We do not doubt that differences will sometimes arise between taxpayers and the Commissioner as to amounts which should be determined for the purposes of para. (b); see the comments made by single members of this Court in relation to analogous challenges to other provisions of the Sales Tax Assessment Act (No. 1) in
Estee Lauder Pty Limited v FC of T 88 ATC 4412 at 4414 and
Boxvale Holdings Pty Limited v FC of T 89 ATC 4927 at 4930-4931. But the fact that a particular estimate is open to dispute does not mean that it is ``arbitrary'' in the relevant sense. It remains a figure to be fixed by reference to ascertainable criteria. It is not dependent upon unspecified subjective factors.

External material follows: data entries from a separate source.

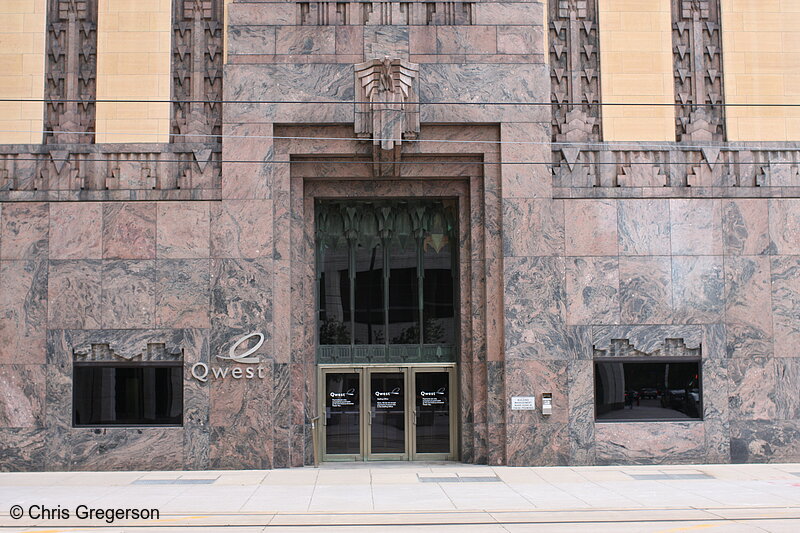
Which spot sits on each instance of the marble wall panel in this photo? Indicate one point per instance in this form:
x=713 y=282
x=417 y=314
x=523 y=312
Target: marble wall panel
x=745 y=227
x=242 y=228
x=784 y=226
x=476 y=83
x=24 y=230
x=645 y=290
x=382 y=41
x=129 y=230
x=182 y=293
x=748 y=306
x=650 y=443
x=592 y=290
x=22 y=402
x=785 y=282
x=22 y=449
x=537 y=445
x=183 y=230
x=128 y=294
x=74 y=293
x=581 y=412
x=697 y=289
x=644 y=227
x=696 y=226
x=252 y=142
x=765 y=441
x=532 y=227
x=114 y=448
x=752 y=388
x=76 y=230
x=301 y=40
x=535 y=309
x=591 y=228
x=23 y=309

During the course of their submissions, counsel for the appellant complained that the Commissioner had approached s. 18(1)(b) by publishing a ruling setting out two possible methods of carrying out the task it required. The proper course, counsel claimed, was for a regulation to be made under s. 18(5A) covering the relevant goods (printed goods). This was the course taken in relation to clothing and certain photographs: see reg. 26.
This complaint has nothing to do with the issue before us, but we comment that it seems a strange one for a taxpayer to make. If a regulation was made fixing a wholesale value, relevant taxpayers would be bound by that value, however unrealistic it might be. In the manner in which the matter has in fact been approached, taxpayers have the benefit of the Commissioner's thinking as to the methods by which the calculation may be made; but, as the ruling has no statutory force, they remain free to contest before the Administrative Appeals Tribunal both the appropriateness of those methods and their manner of application in the particular case.
The appeal should be dismissed with costs.
THE COURT ORDERS THAT:
1. The appeal be dismissed.
2. The appellant pay to the respondent his costs of the appeal.